Before you decide to register your baby’s name, there are some important points about naming that you may want to consider…
Having plenty of choices of names makes it easier for both partners to agree on the perfect name for the baby. When considering the final options, write down at least three complete names each along with nicknames and initials.
Combine long first names with short last names and short first names with long last names. If both names are long, it could be quite a mouthful to say, especially for a child. Having short first and last names could sound like two first names. However, it’s useful to remember that short names generally work better for boys, for instance, Jude Law or Brad Pitt.
Look up what associations a name has, especially if it’s a name that has come to you ‘out of the blue’. This is important if you can’t remember where you saw or heard it as it could turn out to be the name of a product, someone infamous or a foreign word that may be inappropriate for a first name.
Hold on to names in the family, as it is a wonderful way to remember those that are close to you. It also provides the child with a sense of belonging to a valuable family history and cultural heritage. There is likely to be a special bond with the person who the child is named after. You could consider giving a family name as middle name, if it’s not suitable as a first name.
Choose names that will offer your child a choice of names that he or she might wish to be called. It is usually older, more classic names that already have several established nicknames associated with it, such as Liz, Lisa or Beth for Elizabeth and Mike, Mick for Michael.
Start your search for names at the beginning of baby name lists.

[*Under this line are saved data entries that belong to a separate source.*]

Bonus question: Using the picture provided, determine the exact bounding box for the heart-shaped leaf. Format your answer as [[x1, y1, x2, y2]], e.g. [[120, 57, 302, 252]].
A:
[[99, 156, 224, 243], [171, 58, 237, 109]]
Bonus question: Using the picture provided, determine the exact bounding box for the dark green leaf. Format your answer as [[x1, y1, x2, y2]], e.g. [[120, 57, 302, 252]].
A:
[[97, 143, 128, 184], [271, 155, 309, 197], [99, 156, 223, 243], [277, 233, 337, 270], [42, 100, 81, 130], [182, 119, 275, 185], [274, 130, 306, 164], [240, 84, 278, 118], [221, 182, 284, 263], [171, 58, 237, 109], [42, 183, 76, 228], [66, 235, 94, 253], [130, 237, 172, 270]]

Since the lists are usually arranged alphabetically, you will, like most people, tend to pick a name from the beginning of the alphabet and miss out on some of the more interesting names that may be further on in the list.

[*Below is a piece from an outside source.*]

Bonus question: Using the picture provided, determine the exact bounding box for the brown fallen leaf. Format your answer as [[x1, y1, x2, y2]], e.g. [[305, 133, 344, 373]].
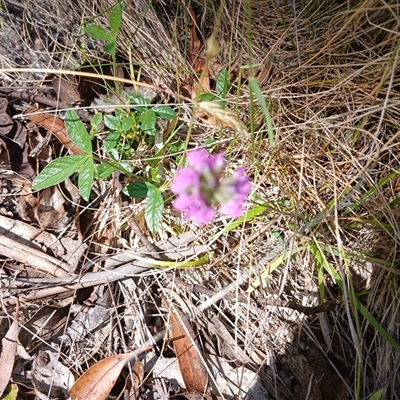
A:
[[170, 309, 208, 394], [52, 76, 82, 104], [115, 360, 144, 400], [69, 348, 151, 400], [24, 107, 84, 154], [0, 302, 19, 398]]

Choose names that rhyme, as this will tend to draw attention away from the name and towards the rhyming, like in Aidan Haydon. It’s important to both see how the name looks and sounds, along with any possible nicknames that might end up rhyming with the surname.
Try to be creative with the spelling of a traditional name in order to make it look more interesting, such as Barbra instead of Barbara. It will end up being pronounced and spelt as the standard form anyway and cause a lifetime of inaccuracies on letters, forms and official documents.
Give your child a name that no one can pronounce. Although it might have seemed creative at the time, it will draw unwanted attention to the child. This could lead to the child being given an undesirable nickname. If you’ve set your heart on something that’s different, try to spell it as close to how it is pronounced.
Name your child after the latest celebrity or television star. The chances are the name will eventually become dated. Even worse, the celebrity could become unpopular and then your little star will remind everyone of him/her.
Give your child a nickname as a given first name. It might not suit adult situations and professions; Judge Timmy doesn’t convey the gravitas that is necessary for a sombre position.
Forget to check whether the name makes something unintentionally amusing. This could lead to naming disasters like Ima Hogg, Susan Lugg (S.Lugg) and Zoe Iris Taylor (ZIT). The parents of a Richard Head should have foreseen the name’s nickname, Dick, being placed in front of the surname.
Finally, don’t discard a name just because your best friend doesn’t like it. If you’ve checked for any possible pitfalls and still feel positive about it, the chances are it’ll be fine for your baby.